In an attempt to elucidate the mechanism by which calcitonin modulates glucose metabolism, the effect of elcatonin ([Asu^{1 · 7}]-eel calcitonin), a potent synthetic eel calcitonin analogue, on hepatic glycogenolysis was investigated by use of perfused liver from fed rats. Elcatonin, as infused into the portal vein at concentrations between 10 mU/ml and 200 mU/ml did not affect glucose output into the hepatic venous effluent. At concentrations higher than 100 mU/ml, it inhibited the glycogenolysis stimulated by submaximal concentrations of glucagon which was perfused concurrently. This aspect of elcatonin effect was reproduced by synthetic salmon calcitonin. Though elcatonin showed a marked inhibition of the glycogenolytic activity induced by glucagon at or less than 5.7 × 10^-11 M, the inhibitory effect became undetectable when higher concentrations of glucagon were employed. Elcatonin did not inhibit the glycogenolysis induced by dibutyryl cyclic AMP at near (0.5 μM) or less than half-maximally effective (0.2 μM) concentrations.
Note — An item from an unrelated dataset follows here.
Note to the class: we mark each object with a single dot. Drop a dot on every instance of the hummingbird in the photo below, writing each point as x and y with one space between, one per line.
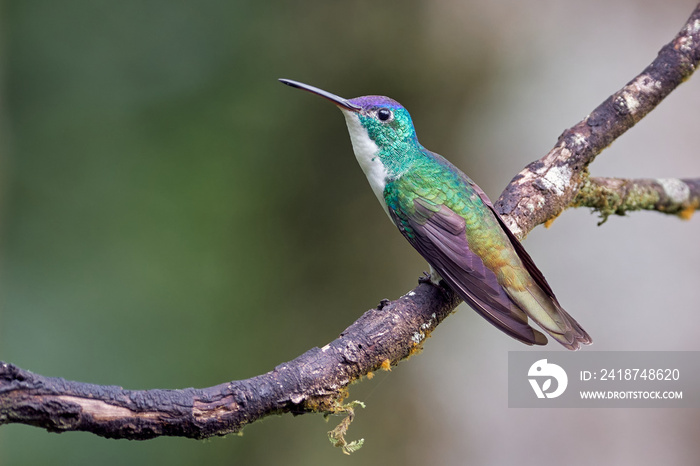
451 222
In addition, it did not inhibit the glycogenolytic activity half-maximally stimulated by α-adrenergic agonist (phenylephrine, 0.4 μM) or vasopressin (0.2 mU/ml). Elcatonin inhibited the cyclic AMP production of the tissue induced by glucagon infusion. These data indicate that elcatonin modulates hepatic glycogenolysis by preventing the glucagon effect at a step before cyclic AMP production and with an apparently competitive kinetics. In view of the concept that Ca⁺⁺ is involved in the glycogenolytic effect of α-adrenergic agonist and vasopressin, the fact that elcatonin did not influence the action of these agents suggests that Ca⁺⁺ fluxes are not involved in the elcatonin effect on liver.